Le Matin d'Algérie

Samir Bouakouir : "La France vient d'accorder un blanc-seing au pouvoir"

La visite officielle de François Hollande n’a pas bouleversé la nature des rapports entre l’ancienne puissance coloniale et l’Algérie.

La France officielle vient d’accorder un nouveau blanc-seing au pouvoir autoritaire d’Alger. Au-delà de la reconnaissance de la colonisation comme un système « brutal et profondément injuste« , qui désarme ceux qui en font en Algérie un fond de commerce et qui utilisent l’Histoire comme un moyen de légitimation d’un pouvoir autoritaire, cette visite ne déroge pas aux constantes de la politique française vis-à-vis de l’Algérie : les « intérêts » et le « commerce » au sens mercantile du terme contre l’impunité et une certaine bienveillance politique à l’égard du pouvoir despotique d’Alger.

La réception improvisée et quelque peu contrainte de quelques organisations de la société civile ne saurait masquer la complaisance des autorités françaises et le peu d’intérêt accordé à la question de la démocratie et des droits de l’homme, deux termes totalement occultés lors de son discours devant un parlement-croupion.

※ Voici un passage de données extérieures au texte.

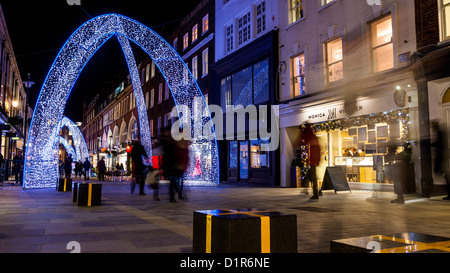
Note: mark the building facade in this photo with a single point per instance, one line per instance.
(245, 74)
(349, 76)
(430, 66)
(13, 103)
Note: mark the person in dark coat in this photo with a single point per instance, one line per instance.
(137, 156)
(310, 139)
(68, 166)
(174, 164)
(87, 166)
(440, 158)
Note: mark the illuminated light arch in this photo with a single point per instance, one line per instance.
(69, 148)
(246, 96)
(79, 142)
(41, 168)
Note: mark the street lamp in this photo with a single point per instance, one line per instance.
(27, 85)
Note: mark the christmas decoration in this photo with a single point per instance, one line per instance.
(41, 159)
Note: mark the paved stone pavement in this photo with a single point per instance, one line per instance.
(45, 221)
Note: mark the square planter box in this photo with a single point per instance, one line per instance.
(87, 194)
(244, 231)
(64, 184)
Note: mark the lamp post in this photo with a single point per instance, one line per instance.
(27, 85)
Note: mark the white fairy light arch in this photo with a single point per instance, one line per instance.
(79, 143)
(41, 168)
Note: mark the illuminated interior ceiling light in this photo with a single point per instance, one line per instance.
(79, 142)
(41, 165)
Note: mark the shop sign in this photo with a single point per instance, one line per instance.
(329, 114)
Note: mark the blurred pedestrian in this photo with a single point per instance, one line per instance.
(394, 172)
(138, 155)
(174, 164)
(17, 165)
(68, 166)
(61, 168)
(310, 139)
(101, 166)
(86, 166)
(440, 156)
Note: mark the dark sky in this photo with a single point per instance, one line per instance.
(39, 28)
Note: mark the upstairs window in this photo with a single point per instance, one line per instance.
(382, 45)
(334, 60)
(229, 38)
(205, 23)
(295, 10)
(195, 33)
(261, 17)
(445, 14)
(298, 72)
(185, 41)
(244, 28)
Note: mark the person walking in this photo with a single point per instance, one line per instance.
(138, 154)
(101, 166)
(310, 139)
(87, 166)
(440, 157)
(68, 166)
(174, 164)
(18, 162)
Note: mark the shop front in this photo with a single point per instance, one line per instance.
(378, 137)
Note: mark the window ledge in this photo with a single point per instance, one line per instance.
(326, 6)
(295, 23)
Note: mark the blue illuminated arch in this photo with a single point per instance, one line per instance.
(41, 168)
(69, 148)
(81, 150)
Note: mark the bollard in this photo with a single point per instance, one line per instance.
(64, 184)
(244, 231)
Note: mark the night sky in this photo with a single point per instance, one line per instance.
(39, 28)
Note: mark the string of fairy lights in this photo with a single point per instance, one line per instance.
(41, 168)
(81, 149)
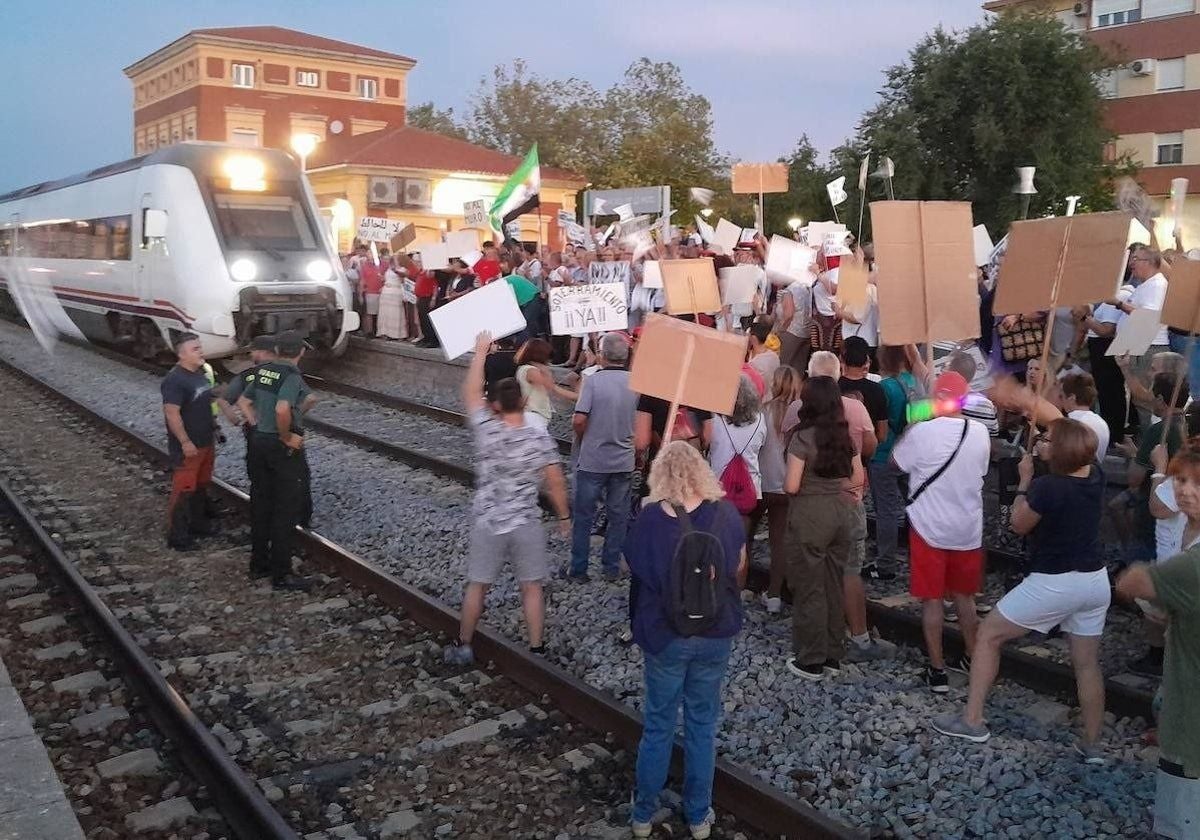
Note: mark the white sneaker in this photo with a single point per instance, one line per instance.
(703, 829)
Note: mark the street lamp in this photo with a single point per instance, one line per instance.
(304, 144)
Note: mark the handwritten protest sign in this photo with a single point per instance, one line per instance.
(492, 307)
(609, 273)
(378, 229)
(579, 310)
(690, 286)
(474, 215)
(688, 364)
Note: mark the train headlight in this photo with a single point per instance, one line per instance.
(243, 270)
(319, 270)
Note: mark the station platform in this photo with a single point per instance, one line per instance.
(33, 804)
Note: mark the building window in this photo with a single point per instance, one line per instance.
(1161, 9)
(1169, 149)
(1170, 75)
(243, 76)
(244, 137)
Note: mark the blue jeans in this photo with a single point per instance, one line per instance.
(888, 510)
(589, 487)
(1186, 347)
(688, 670)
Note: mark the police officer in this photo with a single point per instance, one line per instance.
(274, 403)
(262, 351)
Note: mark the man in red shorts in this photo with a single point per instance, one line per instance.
(187, 409)
(946, 460)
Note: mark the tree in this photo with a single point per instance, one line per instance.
(430, 118)
(967, 108)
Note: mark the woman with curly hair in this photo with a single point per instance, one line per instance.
(688, 670)
(823, 467)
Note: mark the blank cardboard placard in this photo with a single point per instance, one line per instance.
(727, 235)
(435, 256)
(1135, 334)
(708, 382)
(983, 245)
(492, 309)
(852, 279)
(690, 286)
(403, 239)
(738, 283)
(924, 255)
(460, 243)
(1181, 309)
(652, 276)
(755, 178)
(1091, 270)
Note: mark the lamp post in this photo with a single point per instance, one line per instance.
(304, 144)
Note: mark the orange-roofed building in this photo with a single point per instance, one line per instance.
(261, 85)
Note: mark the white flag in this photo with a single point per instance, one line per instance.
(837, 190)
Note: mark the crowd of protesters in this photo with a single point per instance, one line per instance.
(823, 425)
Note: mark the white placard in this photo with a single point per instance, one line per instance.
(609, 273)
(460, 243)
(727, 235)
(789, 261)
(378, 229)
(579, 310)
(1135, 334)
(983, 245)
(435, 256)
(652, 275)
(474, 215)
(738, 285)
(492, 309)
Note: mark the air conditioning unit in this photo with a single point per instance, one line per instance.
(383, 191)
(418, 192)
(1141, 66)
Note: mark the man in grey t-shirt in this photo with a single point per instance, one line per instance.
(604, 423)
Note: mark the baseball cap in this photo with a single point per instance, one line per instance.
(291, 343)
(951, 385)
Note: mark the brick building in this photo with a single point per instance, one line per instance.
(261, 85)
(1155, 96)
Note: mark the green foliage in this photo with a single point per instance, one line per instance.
(967, 108)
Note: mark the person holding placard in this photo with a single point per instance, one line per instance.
(511, 456)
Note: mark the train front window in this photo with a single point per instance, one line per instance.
(262, 222)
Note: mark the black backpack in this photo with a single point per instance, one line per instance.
(697, 581)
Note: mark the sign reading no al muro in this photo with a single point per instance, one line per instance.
(579, 310)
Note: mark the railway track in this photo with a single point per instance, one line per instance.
(336, 707)
(894, 623)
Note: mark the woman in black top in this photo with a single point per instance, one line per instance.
(1068, 586)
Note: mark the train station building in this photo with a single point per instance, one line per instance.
(263, 85)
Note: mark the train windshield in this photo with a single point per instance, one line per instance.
(264, 222)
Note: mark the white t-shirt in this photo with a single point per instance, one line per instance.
(1150, 295)
(949, 511)
(1169, 532)
(730, 439)
(1096, 423)
(869, 327)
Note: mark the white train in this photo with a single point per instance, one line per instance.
(205, 238)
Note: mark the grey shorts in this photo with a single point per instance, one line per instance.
(857, 540)
(525, 547)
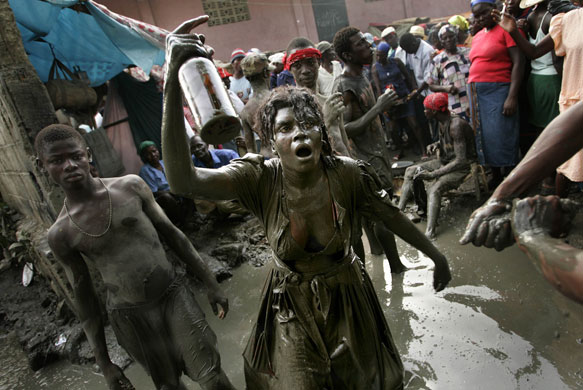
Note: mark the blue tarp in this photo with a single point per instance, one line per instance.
(95, 42)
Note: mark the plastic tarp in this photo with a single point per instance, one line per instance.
(100, 42)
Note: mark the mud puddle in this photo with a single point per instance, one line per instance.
(498, 325)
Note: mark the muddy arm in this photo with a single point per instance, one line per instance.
(459, 146)
(180, 244)
(560, 263)
(249, 139)
(356, 126)
(561, 139)
(183, 177)
(404, 228)
(87, 305)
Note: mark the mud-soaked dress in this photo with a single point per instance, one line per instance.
(325, 330)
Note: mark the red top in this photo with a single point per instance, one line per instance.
(491, 62)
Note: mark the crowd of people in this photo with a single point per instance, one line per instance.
(314, 165)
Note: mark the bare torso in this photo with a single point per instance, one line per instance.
(130, 256)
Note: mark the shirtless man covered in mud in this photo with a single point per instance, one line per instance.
(363, 125)
(115, 224)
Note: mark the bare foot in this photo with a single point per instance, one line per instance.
(431, 235)
(398, 269)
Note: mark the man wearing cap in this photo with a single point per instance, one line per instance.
(276, 60)
(152, 172)
(389, 35)
(239, 84)
(330, 68)
(455, 153)
(362, 121)
(256, 69)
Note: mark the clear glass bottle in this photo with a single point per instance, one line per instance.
(209, 101)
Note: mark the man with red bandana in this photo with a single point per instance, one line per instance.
(455, 152)
(363, 125)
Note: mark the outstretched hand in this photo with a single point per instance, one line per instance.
(490, 226)
(219, 303)
(505, 20)
(549, 215)
(116, 379)
(182, 45)
(333, 108)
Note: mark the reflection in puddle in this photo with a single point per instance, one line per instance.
(494, 327)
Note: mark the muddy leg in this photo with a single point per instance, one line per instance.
(218, 382)
(407, 188)
(387, 240)
(419, 133)
(375, 246)
(434, 205)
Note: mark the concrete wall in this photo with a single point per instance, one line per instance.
(274, 23)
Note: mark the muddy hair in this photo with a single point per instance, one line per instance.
(301, 101)
(53, 133)
(299, 43)
(341, 41)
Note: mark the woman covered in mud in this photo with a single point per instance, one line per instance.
(320, 325)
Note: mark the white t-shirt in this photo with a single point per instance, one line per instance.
(241, 87)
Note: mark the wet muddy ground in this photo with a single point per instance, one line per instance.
(498, 325)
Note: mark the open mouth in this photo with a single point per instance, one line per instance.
(303, 151)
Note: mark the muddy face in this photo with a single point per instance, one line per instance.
(305, 71)
(298, 144)
(361, 51)
(67, 162)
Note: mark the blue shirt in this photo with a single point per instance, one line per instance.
(220, 157)
(154, 178)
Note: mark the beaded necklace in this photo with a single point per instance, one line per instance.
(108, 223)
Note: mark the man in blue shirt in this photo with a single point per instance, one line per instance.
(176, 207)
(202, 157)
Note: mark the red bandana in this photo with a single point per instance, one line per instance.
(299, 55)
(437, 102)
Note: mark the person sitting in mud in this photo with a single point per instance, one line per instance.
(115, 224)
(177, 208)
(455, 153)
(320, 324)
(490, 225)
(256, 70)
(202, 157)
(363, 125)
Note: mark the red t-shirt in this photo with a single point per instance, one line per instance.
(489, 56)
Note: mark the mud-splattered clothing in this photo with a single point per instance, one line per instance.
(369, 145)
(169, 336)
(317, 330)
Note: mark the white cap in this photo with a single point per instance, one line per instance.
(387, 31)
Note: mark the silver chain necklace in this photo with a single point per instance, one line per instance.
(108, 223)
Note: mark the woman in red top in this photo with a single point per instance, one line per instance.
(494, 81)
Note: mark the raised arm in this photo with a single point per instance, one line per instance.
(536, 223)
(516, 76)
(353, 126)
(183, 177)
(561, 139)
(87, 307)
(508, 23)
(182, 246)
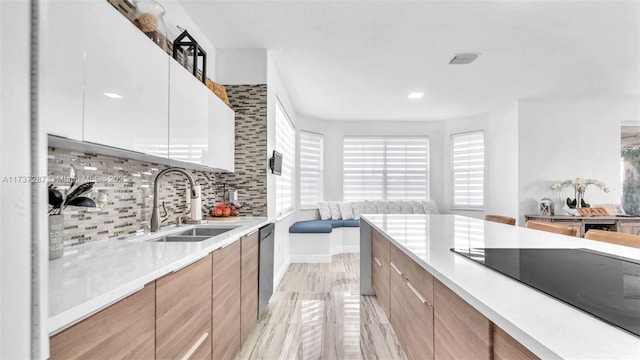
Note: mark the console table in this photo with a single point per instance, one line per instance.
(625, 224)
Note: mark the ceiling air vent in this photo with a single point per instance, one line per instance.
(464, 58)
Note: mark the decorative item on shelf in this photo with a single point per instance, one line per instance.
(186, 45)
(125, 8)
(545, 207)
(149, 18)
(579, 185)
(219, 90)
(59, 202)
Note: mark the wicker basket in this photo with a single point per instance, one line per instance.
(219, 90)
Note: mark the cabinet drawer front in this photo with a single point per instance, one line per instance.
(419, 325)
(380, 284)
(249, 284)
(123, 330)
(226, 302)
(419, 277)
(183, 310)
(453, 317)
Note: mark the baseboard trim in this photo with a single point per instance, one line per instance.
(280, 274)
(301, 258)
(345, 249)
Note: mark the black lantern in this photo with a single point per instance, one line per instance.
(186, 44)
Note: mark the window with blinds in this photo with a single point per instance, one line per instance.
(468, 170)
(311, 169)
(385, 168)
(285, 144)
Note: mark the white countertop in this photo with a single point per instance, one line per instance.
(92, 276)
(548, 327)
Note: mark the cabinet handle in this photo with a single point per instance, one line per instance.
(377, 261)
(195, 346)
(396, 269)
(417, 294)
(193, 262)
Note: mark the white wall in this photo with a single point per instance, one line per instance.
(277, 91)
(562, 139)
(501, 161)
(241, 66)
(15, 197)
(457, 126)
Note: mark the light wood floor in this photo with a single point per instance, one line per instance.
(317, 313)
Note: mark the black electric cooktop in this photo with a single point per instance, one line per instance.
(603, 285)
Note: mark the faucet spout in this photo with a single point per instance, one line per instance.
(155, 217)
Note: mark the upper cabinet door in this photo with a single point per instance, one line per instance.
(62, 74)
(188, 122)
(126, 84)
(221, 135)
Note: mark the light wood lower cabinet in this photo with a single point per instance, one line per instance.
(506, 348)
(183, 312)
(461, 332)
(411, 305)
(430, 320)
(380, 268)
(225, 301)
(123, 330)
(248, 284)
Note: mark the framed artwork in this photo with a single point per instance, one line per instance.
(618, 209)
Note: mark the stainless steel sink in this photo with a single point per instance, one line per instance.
(182, 238)
(194, 235)
(206, 231)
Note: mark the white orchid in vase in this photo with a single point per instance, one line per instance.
(579, 185)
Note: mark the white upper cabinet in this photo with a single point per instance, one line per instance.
(222, 141)
(62, 74)
(188, 121)
(126, 84)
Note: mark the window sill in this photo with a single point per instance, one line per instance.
(459, 208)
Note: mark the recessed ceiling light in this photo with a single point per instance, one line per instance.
(415, 95)
(112, 95)
(463, 58)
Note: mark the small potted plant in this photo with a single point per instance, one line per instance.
(57, 203)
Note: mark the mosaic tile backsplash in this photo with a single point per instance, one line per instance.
(128, 184)
(250, 176)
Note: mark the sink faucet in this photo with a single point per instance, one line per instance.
(155, 217)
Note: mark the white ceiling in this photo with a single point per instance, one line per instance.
(358, 60)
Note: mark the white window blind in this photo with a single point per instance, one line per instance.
(468, 170)
(385, 168)
(311, 168)
(285, 144)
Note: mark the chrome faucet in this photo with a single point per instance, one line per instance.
(155, 217)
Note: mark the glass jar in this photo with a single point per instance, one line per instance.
(149, 18)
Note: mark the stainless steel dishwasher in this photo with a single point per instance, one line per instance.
(265, 272)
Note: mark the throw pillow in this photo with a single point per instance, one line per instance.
(358, 208)
(394, 207)
(370, 207)
(323, 209)
(335, 210)
(382, 206)
(417, 207)
(406, 207)
(345, 210)
(430, 207)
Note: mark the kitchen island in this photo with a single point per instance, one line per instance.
(545, 326)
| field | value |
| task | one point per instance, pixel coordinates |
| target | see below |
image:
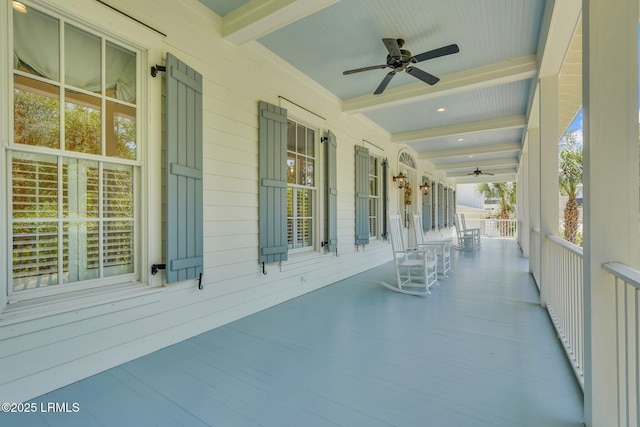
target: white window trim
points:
(140, 39)
(317, 123)
(379, 216)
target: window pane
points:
(82, 59)
(82, 123)
(304, 206)
(290, 202)
(291, 136)
(304, 238)
(121, 131)
(35, 255)
(118, 248)
(300, 139)
(291, 168)
(81, 251)
(34, 186)
(36, 109)
(79, 188)
(290, 233)
(118, 191)
(36, 41)
(311, 142)
(120, 73)
(306, 171)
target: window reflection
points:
(82, 123)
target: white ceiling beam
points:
(465, 152)
(498, 177)
(502, 123)
(478, 78)
(495, 172)
(460, 166)
(260, 17)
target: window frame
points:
(138, 175)
(315, 190)
(377, 233)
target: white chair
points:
(442, 247)
(416, 270)
(466, 241)
(473, 231)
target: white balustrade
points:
(626, 283)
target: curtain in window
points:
(36, 41)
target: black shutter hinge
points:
(157, 68)
(156, 267)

Pire, en rejoignant la thèse officielle algérienne pour affirmer que l’Algérie a eu son « printemps démocratique » feignant oublier que ce « printemps » s’est vite transformé dès 1992 en un hiver d’horreurs et d’injustices, le Président français se rend complice des injustices faites au peuple Algérien et notamment sa jeunesse.

La gauche française qui a voté les « pouvoirs spéciaux » et l’envoi de contingents en mars 1956 a encore raté une nouvelle fois l’occasion de se réconcilier avec les Algériennes et les Algériens en général et les militants de la démocratie, des droits de l’homme et du progrès social en particulier.